I have an academic problem and I am trying to run a confusion matrix on a decision tree prediction on my test set. When I run the confusion matrix, I receive the error:
Error in table(data, reference, dnn = dnn, ...) : all arguments must have the same length
Here is a sample from my code:
# create a basic decision tree on training set
tree1 <- rpart(working_well ~ amount_tsh + funder + basin,
data = pump.train, method = 'class')
# predict using this tree, still on the training set. Run the confusion matrix
table(predict(tree1, type = 'class'), pump.train$working_well)
# this works fine
cm1 <- caret::confusionMatrix(predict(tree1, type="class"),
pump.train$working_well, positive = '1')
# now predict the tree on the TEST set
tree1_pred <- predict(tree1, pump.test, type="class")

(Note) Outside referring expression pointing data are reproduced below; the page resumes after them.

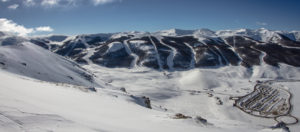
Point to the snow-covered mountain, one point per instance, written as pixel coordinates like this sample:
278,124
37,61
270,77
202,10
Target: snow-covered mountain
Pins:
182,49
172,80
20,56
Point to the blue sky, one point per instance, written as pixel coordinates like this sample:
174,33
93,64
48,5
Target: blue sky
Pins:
97,16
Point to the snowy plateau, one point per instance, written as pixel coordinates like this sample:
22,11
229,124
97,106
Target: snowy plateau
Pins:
166,81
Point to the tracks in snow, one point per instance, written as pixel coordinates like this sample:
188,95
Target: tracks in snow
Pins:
129,52
157,55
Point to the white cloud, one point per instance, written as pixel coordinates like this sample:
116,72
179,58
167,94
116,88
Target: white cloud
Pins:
101,2
49,2
44,29
29,2
13,7
10,26
262,23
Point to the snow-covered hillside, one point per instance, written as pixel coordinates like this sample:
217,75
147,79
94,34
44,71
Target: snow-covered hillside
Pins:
20,56
177,49
172,81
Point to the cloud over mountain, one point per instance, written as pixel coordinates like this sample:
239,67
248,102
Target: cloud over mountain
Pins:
10,26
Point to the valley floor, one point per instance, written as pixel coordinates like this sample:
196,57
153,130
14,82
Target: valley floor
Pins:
29,105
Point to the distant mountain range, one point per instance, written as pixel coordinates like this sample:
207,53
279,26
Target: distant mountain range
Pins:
175,49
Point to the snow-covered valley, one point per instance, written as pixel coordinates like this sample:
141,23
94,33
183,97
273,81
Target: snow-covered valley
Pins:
41,91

# run the confusion matrix
predict_cm1 <- caret::confusionMatrix(predict(tree1, type="class"),
pump.test$working_well, positive = '1')
That is where I get the error. I searched the boards and learned that structure are not the same. Both are factors with 2 levels. However, tree1_pred has the following structure:
Factor w/ 2 levels "0","1": 2 2 1 1 2 1 2 2 1 1 ... - attr(*, "names")= chr [1:11879] "1""4""8""19" ...
The structure for pump.test$working_well
is as follows:
Factor w/ 2 levels "0","1": 1 2 2 1 2 1 2 1 1 2 ...
I assume the factors need the same exact structure to run the confusion matrix. But I am at a loss for how to do this. I'm not sure if it's even correct.
Any advice on how to fix this? I know it must be easy but I'm stuck.
If more info is needed, let me know. Thanks!!